NHS England has introduced various initiatives in recent months to improve emergency care throughput, including funding for same-day emergency care units, expanded use of clinical decision units, and financial rewards for trusts that meet specific waiting time milestones.
However, critics argue that such measures may encourage hospitals to prioritize hitting targets over addressing underlying causes of delay, such as shortages of inpatient beds, delayed discharges, and insufficient community support services.
Implications for Patient Safety and Care Quality
Emergency medicine specialists caution that focusing narrowly on four-hour performance metrics can create perverse incentives. For example, patients may be discharged prematurely or transferred to inappropriate care settings to improve statistics, potentially increasing the risk of readmission or adverse outcomes.
The RCEM has previously highlighted links between prolonged emergency department crowding and increased mortality, particularly among older patients and those with time-sensitive conditions such as sepsis, myocardial infarction, and stroke.
In a 2023 analysis published in The Lancet, researchers found that each additional hour spent waiting in an overcrowded A&E department was associated with a measurable increase in in-hospital mortality for admitted patients.
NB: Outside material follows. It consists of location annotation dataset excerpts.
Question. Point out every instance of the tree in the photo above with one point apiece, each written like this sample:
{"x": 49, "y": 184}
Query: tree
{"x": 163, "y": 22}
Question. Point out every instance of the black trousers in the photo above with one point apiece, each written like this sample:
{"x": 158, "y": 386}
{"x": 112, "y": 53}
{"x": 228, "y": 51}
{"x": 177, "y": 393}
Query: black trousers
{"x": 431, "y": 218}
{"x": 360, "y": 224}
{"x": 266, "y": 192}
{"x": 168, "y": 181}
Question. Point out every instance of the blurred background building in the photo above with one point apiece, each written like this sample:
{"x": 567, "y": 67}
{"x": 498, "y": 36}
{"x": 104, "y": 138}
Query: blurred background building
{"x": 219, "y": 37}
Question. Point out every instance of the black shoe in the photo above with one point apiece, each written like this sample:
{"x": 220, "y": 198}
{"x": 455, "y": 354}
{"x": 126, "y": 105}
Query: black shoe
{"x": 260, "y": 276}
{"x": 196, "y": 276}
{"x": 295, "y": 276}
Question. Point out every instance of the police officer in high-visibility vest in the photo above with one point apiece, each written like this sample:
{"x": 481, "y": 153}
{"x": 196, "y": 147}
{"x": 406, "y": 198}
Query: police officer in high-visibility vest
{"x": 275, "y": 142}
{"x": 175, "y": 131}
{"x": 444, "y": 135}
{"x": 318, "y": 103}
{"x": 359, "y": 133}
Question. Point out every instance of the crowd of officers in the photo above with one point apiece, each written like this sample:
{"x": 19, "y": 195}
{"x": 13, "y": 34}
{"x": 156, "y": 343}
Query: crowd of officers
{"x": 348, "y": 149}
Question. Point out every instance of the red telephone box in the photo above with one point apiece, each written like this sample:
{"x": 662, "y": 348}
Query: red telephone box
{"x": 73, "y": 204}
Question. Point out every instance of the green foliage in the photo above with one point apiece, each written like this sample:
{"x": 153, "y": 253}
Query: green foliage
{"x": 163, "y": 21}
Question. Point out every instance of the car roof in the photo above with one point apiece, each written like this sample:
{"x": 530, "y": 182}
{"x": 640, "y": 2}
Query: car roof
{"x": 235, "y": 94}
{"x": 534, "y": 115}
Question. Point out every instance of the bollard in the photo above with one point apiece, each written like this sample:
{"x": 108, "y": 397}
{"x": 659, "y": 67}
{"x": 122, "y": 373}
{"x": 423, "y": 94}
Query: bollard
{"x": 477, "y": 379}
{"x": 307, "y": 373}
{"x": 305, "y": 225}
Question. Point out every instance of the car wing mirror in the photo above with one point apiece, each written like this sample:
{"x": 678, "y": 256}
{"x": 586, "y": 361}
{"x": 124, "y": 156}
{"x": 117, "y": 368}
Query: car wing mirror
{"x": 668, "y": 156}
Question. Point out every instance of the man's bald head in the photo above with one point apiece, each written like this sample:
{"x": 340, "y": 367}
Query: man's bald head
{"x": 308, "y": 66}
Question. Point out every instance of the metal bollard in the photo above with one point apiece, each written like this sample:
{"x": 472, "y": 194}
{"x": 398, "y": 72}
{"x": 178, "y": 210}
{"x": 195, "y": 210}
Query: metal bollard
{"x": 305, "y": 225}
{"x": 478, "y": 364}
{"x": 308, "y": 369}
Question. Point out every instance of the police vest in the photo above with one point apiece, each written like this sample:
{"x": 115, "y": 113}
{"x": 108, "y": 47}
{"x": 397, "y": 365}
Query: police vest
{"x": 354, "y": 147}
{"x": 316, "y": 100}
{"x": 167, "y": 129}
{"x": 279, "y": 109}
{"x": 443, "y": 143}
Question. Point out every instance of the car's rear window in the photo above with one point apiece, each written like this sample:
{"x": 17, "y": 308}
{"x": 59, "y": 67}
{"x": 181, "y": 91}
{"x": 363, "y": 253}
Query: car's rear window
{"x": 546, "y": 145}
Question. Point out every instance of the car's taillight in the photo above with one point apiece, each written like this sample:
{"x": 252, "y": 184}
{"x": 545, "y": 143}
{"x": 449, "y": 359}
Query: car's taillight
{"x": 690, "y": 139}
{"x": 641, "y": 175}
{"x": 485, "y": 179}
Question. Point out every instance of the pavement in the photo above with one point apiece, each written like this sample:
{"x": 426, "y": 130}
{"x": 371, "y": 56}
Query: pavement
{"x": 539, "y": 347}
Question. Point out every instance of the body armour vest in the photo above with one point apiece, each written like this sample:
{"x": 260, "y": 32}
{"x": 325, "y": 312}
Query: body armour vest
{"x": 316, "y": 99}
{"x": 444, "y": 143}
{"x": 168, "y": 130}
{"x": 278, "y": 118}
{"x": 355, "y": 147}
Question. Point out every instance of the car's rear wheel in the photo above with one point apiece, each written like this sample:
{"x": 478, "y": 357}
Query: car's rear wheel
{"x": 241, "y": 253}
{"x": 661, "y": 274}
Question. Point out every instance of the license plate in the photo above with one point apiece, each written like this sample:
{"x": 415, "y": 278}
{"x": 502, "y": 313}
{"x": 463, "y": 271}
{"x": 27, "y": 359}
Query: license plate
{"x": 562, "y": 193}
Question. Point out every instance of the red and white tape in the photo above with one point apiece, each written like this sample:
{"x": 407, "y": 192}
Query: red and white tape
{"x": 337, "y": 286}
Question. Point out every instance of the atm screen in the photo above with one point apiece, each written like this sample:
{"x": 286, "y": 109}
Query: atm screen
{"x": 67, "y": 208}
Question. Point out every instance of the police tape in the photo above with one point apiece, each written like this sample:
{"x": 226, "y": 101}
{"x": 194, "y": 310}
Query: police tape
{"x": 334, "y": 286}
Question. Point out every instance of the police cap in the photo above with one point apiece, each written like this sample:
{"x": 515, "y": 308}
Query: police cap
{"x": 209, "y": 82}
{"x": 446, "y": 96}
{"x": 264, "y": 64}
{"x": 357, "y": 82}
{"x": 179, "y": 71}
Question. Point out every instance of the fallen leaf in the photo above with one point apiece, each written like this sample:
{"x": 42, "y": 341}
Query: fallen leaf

Despite the recent improvement, NHS England continues to report significant variation in performance across regions, with some urban trusts consistently falling below 70% while certain rural and specialist centers exceed 80%.
Next Steps and Ongoing Challenges
NHS England has stated that it remains committed to improving emergency care access and is evaluating the impact of current initiatives. Officials say long-term solutions will require sustained investment in hospital capacity, primary care integration, and social care infrastructure.
The RCEM urges policymakers to move beyond incentive-based targets and instead focus on sustainable reforms, including expanding acute hospital beds, improving discharge planning, and strengthening urgent treatment centers to divert non-emergency cases from A&E departments.
As of April 2026, no changes to the national four-hour target have been announced, though ongoing reviews of NHS performance metrics are underway amid broader discussions about the future of urgent and emergency care in England.